Australian shares seesaw ahead of Reserve Bank decision
The ASX200 began trading on Tuesday with a 17-point fall, then climbed 20.7 points into the green in the second hour of trading before sinking back slightly into the red.
At noon the benchmark S&P/ASX200 index was down 7.3 points, or 0.08 per cent, to 8,582.2, while the broader All Ordinaries was down 4.5 points, or 0.05 per cent, to 8,821.9.
Capital.com analyst Kyle Rodda said markets had received a "quick punch in the guts" as Wednesday's US trade deal deadline approached.
Market participants were expecting a flurry of trade deals with trading partners, but so far only letters about tariffs on the likes of Japan, South Korea and South Africa had been announced.
But Mr Rodda added there was some merit to the idea this was all a negotiating tactic by the Trump administration designed to create urgency.

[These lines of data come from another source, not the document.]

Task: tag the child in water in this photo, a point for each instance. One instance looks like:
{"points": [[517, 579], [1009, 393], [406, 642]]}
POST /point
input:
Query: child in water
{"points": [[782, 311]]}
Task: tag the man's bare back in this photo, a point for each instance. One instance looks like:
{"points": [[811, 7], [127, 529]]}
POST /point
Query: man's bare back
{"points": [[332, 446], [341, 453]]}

Closer to home, it is widely expected that the Reserve Bank will announce later on Tuesday afternoon that it is cutting the cash rate from 3.85 per cent.
Earlier on Tuesday, the NAB Business Survey rose to its highest level, in trend terms, in more than a year, suggesting business conditions were starting to stabilise or even turn around after a disappointing start to the year.
"After a volatile but soft year for business confidence, we have seen a trend improvement over the past three months," said NAB's head of Australian economics, Gareth Spence.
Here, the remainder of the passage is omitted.